While online dangers do exist, of course, more and more parents are discovering that embracing gaming can be instructional, informative, and even entertaining for families. Some research indicates that video gaming can actually improve cognitive function in the brain regions responsible for spatial orientation, memory formation, strategic planning, and fine motor skills.

Just like barring kids from watching TV doesn't stop them from sneaking in forbidden shows or growing up to become avid TV watchers, it's important to work with children to set limits on time or find games that help them learn the skills you feel are appropriate for the real world. Every child is different; your parental judgment should always be the final decision.

Here are some tips we've learned about video games and kids:

  • Ask your kids to show you where the 'report player' button is and find it together if they don't know.
  • Discuss the types of situations where players should be reported and reward your kids when they tell you about a player they reported. You're not raising a snitch; you're raising a child who can defend themselves and recognize a toxic situation when they see it.
  • Watch your kids play the game. Most kids will be pleasantly surprised that you're interested and will happily show you the ins and outs of the game.
  • Play the game yourself.
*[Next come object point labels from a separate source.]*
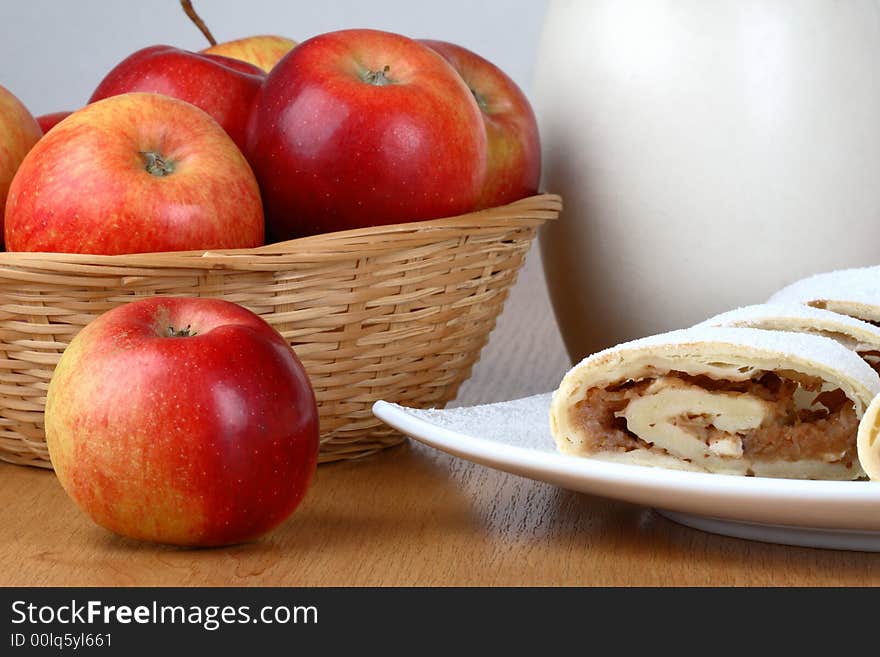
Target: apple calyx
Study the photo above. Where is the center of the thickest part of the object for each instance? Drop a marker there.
(156, 165)
(378, 78)
(181, 333)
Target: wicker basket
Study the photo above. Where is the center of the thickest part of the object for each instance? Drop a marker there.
(395, 312)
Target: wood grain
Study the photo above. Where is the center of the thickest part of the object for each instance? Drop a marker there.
(411, 516)
(415, 516)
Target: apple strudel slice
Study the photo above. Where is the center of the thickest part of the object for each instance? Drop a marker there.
(855, 334)
(853, 292)
(726, 400)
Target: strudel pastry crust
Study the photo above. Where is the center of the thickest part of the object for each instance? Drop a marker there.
(728, 400)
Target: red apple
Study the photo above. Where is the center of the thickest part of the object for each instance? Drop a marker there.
(513, 170)
(19, 132)
(263, 51)
(49, 121)
(131, 174)
(187, 421)
(361, 128)
(223, 87)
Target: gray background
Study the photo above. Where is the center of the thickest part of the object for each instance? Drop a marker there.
(55, 53)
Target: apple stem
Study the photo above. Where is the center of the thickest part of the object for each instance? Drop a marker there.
(481, 100)
(156, 165)
(378, 78)
(195, 18)
(181, 333)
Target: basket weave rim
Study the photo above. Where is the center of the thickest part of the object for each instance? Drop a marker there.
(524, 212)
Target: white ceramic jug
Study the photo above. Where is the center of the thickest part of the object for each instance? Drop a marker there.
(708, 152)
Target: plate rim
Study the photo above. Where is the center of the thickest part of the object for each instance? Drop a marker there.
(524, 461)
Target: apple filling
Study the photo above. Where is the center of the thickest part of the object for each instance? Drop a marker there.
(772, 417)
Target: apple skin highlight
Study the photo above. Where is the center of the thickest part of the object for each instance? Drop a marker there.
(206, 439)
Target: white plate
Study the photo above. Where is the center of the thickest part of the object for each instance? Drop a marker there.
(514, 437)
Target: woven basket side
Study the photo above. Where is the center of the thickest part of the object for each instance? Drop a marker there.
(398, 313)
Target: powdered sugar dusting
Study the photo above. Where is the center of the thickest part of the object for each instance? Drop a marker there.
(521, 422)
(860, 285)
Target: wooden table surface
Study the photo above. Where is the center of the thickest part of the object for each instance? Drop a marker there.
(415, 516)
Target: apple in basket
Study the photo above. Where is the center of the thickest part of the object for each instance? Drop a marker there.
(514, 159)
(131, 174)
(263, 50)
(187, 421)
(19, 132)
(360, 128)
(222, 86)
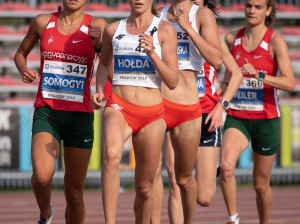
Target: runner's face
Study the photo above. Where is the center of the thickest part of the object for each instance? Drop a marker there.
(256, 11)
(198, 2)
(140, 6)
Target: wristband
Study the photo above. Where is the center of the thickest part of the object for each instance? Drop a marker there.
(98, 48)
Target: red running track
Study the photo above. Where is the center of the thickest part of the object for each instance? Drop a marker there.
(21, 208)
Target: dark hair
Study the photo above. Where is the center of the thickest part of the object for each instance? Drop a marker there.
(271, 18)
(153, 10)
(212, 5)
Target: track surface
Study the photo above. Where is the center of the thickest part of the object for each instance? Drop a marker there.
(21, 208)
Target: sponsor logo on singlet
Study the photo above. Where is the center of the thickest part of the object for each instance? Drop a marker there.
(201, 82)
(133, 64)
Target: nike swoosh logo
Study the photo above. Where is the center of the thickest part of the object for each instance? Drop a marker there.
(206, 141)
(76, 41)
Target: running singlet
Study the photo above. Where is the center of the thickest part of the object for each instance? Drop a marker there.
(67, 63)
(206, 88)
(131, 64)
(189, 57)
(254, 99)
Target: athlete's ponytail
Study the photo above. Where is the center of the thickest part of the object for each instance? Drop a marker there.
(212, 5)
(153, 10)
(271, 18)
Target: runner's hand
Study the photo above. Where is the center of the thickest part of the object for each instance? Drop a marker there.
(29, 76)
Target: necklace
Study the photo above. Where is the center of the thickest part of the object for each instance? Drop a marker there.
(68, 24)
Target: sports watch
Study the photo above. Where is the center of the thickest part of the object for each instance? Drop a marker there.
(224, 103)
(261, 76)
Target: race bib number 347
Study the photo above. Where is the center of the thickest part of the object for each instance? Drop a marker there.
(63, 80)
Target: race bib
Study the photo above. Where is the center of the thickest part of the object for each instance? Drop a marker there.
(201, 82)
(249, 96)
(63, 80)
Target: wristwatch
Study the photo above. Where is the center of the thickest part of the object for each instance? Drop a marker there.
(224, 103)
(261, 76)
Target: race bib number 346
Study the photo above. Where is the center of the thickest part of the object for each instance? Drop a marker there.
(249, 96)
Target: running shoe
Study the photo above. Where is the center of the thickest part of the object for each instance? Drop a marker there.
(47, 221)
(218, 169)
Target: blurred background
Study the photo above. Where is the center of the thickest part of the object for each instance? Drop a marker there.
(16, 98)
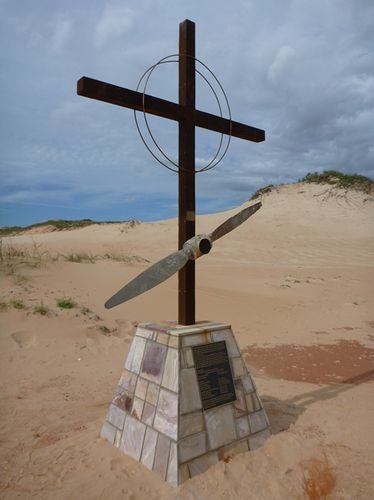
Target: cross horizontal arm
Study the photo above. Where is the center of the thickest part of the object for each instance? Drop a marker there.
(101, 91)
(126, 98)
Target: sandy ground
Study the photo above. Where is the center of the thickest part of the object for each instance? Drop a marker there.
(296, 282)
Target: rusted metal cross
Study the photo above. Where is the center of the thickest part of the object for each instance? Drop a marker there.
(188, 118)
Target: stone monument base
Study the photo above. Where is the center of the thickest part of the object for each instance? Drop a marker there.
(185, 400)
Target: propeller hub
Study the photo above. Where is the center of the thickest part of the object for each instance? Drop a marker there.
(205, 245)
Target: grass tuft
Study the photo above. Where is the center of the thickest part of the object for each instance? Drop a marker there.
(340, 180)
(80, 257)
(66, 303)
(262, 191)
(41, 309)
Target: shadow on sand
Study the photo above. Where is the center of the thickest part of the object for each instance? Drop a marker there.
(283, 413)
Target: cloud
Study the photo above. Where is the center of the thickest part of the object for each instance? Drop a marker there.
(303, 71)
(282, 61)
(115, 21)
(61, 27)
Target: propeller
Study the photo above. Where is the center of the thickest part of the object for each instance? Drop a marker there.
(166, 267)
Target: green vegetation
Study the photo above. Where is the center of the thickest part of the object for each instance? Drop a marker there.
(41, 309)
(340, 180)
(57, 224)
(80, 257)
(66, 303)
(127, 259)
(262, 191)
(13, 258)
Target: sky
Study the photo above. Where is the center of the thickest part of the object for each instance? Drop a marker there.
(301, 70)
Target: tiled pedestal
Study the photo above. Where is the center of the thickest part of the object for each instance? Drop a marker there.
(157, 416)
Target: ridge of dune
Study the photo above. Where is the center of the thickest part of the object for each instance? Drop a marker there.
(296, 283)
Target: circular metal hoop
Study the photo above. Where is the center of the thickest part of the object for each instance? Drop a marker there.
(174, 58)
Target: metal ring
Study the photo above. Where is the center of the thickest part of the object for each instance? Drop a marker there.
(209, 165)
(146, 75)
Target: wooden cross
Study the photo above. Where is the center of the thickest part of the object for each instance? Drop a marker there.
(188, 117)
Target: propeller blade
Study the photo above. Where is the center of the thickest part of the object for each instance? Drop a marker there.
(151, 277)
(234, 221)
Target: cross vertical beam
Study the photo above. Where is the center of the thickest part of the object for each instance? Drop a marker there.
(186, 174)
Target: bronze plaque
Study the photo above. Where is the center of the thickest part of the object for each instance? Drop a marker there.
(214, 374)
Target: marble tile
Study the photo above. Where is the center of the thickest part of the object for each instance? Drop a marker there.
(108, 432)
(190, 340)
(170, 380)
(116, 416)
(258, 440)
(123, 400)
(238, 367)
(133, 437)
(153, 361)
(247, 384)
(257, 421)
(253, 403)
(174, 341)
(188, 358)
(242, 427)
(162, 456)
(202, 464)
(141, 388)
(137, 408)
(227, 336)
(172, 473)
(117, 440)
(190, 395)
(149, 448)
(220, 426)
(152, 394)
(192, 446)
(166, 419)
(163, 338)
(135, 356)
(191, 424)
(183, 473)
(240, 407)
(148, 414)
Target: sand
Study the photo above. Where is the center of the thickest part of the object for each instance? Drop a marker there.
(296, 282)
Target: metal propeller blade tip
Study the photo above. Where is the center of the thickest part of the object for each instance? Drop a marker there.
(165, 268)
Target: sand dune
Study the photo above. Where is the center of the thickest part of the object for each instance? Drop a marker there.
(296, 282)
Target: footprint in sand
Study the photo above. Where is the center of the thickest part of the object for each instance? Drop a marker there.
(24, 339)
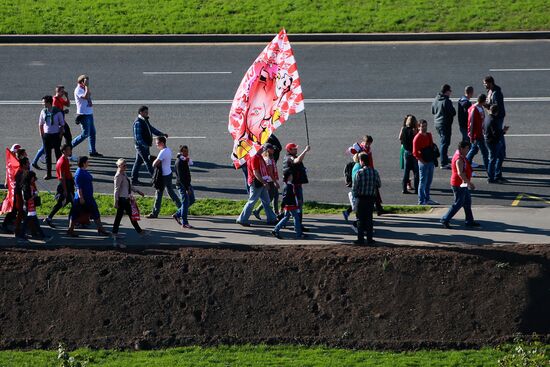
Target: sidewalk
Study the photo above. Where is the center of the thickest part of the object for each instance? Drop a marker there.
(499, 225)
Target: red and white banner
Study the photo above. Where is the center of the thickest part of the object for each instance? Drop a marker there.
(269, 92)
(12, 165)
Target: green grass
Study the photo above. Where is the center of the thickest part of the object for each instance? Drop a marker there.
(207, 206)
(262, 16)
(264, 356)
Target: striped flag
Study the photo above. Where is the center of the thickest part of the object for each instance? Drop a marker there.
(269, 93)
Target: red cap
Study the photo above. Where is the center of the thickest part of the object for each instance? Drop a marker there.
(290, 146)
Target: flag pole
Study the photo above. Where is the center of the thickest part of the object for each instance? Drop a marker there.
(307, 131)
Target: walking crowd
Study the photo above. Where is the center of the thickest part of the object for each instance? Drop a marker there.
(481, 127)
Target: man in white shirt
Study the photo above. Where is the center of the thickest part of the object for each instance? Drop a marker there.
(85, 115)
(164, 163)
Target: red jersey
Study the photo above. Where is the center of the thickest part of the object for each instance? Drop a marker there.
(63, 166)
(456, 180)
(60, 103)
(420, 142)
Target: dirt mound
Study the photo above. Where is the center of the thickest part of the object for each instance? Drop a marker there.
(346, 296)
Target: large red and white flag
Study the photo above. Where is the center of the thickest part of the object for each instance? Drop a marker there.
(268, 94)
(12, 165)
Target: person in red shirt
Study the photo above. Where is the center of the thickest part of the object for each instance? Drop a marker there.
(61, 102)
(65, 187)
(461, 185)
(476, 117)
(424, 153)
(258, 180)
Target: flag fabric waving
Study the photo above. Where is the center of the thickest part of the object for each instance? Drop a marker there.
(12, 165)
(269, 93)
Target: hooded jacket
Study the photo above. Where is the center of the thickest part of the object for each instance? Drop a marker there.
(443, 110)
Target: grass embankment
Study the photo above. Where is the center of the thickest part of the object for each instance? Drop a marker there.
(261, 16)
(263, 356)
(207, 206)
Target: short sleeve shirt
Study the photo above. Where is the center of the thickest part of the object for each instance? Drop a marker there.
(165, 156)
(83, 105)
(63, 166)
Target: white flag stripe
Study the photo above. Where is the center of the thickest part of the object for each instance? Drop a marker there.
(227, 101)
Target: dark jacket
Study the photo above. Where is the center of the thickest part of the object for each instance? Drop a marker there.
(277, 145)
(493, 131)
(143, 132)
(299, 172)
(462, 107)
(183, 174)
(443, 110)
(497, 98)
(290, 201)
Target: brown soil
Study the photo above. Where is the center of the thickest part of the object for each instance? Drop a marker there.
(398, 298)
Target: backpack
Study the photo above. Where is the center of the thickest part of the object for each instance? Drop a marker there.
(347, 173)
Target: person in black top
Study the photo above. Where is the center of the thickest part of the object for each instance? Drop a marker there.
(294, 163)
(494, 134)
(183, 183)
(143, 140)
(406, 136)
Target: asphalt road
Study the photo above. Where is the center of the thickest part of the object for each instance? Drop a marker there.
(350, 90)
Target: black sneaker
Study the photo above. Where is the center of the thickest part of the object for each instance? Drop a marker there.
(178, 220)
(257, 214)
(473, 224)
(446, 225)
(49, 222)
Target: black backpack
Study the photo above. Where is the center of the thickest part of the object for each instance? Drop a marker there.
(347, 173)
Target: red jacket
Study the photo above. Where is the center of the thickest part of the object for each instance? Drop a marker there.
(475, 123)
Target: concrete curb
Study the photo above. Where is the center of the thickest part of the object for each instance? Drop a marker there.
(263, 38)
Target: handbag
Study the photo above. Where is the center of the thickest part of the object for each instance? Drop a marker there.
(135, 210)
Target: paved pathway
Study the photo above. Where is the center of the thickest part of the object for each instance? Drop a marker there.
(500, 225)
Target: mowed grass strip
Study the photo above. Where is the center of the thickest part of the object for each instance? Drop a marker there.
(205, 206)
(264, 356)
(262, 16)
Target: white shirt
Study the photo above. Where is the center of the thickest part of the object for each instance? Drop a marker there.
(83, 105)
(165, 156)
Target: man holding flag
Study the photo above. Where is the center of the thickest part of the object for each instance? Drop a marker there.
(269, 93)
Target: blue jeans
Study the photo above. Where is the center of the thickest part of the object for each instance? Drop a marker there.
(297, 224)
(255, 194)
(426, 171)
(158, 196)
(142, 156)
(444, 142)
(477, 145)
(462, 200)
(411, 164)
(187, 199)
(39, 154)
(496, 157)
(88, 131)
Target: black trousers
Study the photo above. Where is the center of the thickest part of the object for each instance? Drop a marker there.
(67, 136)
(365, 208)
(124, 207)
(51, 141)
(61, 198)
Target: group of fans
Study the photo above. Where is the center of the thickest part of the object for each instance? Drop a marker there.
(481, 126)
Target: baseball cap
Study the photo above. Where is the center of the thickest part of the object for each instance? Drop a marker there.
(290, 146)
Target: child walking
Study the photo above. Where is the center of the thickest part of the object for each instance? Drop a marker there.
(290, 206)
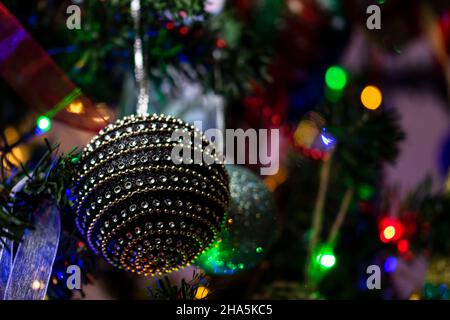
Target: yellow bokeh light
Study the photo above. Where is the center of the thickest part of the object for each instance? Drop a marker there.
(16, 155)
(371, 97)
(202, 293)
(389, 232)
(76, 107)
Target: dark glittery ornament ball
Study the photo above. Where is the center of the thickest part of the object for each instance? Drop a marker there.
(140, 210)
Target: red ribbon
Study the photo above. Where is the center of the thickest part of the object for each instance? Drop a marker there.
(38, 80)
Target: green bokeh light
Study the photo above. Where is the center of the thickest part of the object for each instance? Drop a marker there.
(336, 78)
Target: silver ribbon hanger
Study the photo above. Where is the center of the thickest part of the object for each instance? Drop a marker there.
(140, 73)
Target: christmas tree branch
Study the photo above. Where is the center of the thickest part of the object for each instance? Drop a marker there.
(343, 210)
(317, 217)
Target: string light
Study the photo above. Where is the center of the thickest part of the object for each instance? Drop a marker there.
(44, 123)
(336, 78)
(390, 230)
(371, 97)
(76, 107)
(37, 285)
(202, 293)
(327, 260)
(390, 264)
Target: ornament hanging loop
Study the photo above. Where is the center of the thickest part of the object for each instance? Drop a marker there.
(140, 73)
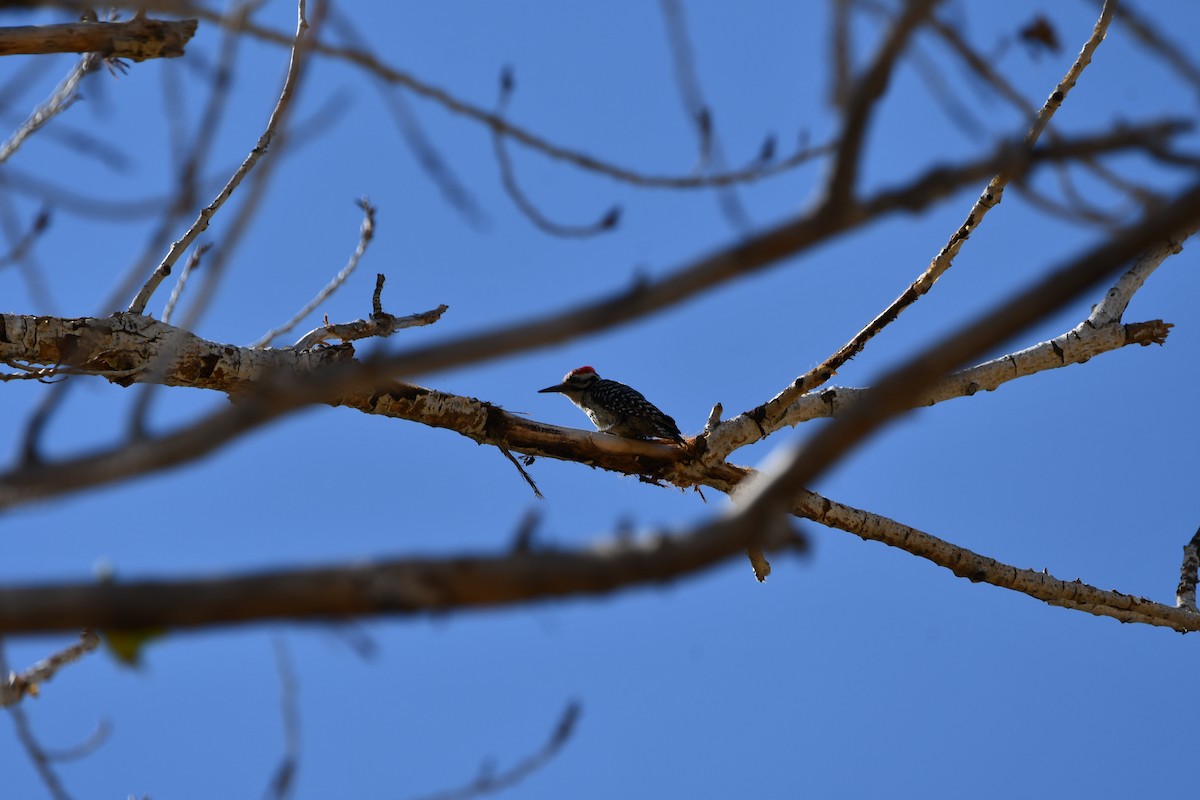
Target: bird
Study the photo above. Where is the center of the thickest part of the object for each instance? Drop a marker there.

Your kids will enjoy watching you and likely be happy to give you plenty of tips as you do.
  • Buy them games that teach cooperation and teamwork. Minecraft, Lego Worlds, Animal Crossing, and similar games all do this and can be played either independently or with others.
  • Give older kids some leeway to play games that might seem a little scary; don't automatically dismiss the game they want. Among Us, for example, involves murder and is exploding in popularity. We didn't want to let our kids play until we finally played it ourselves and understood that the overall concepts it was teaching weren't harmful (or gory) at all.

Gaming culture is here to stay and today's kids are not going to escape it, nor do they want to. The parenting trick to learn is how to stay involved with it, understand how it's impacting your own child, and when to dial it up or down for your own family.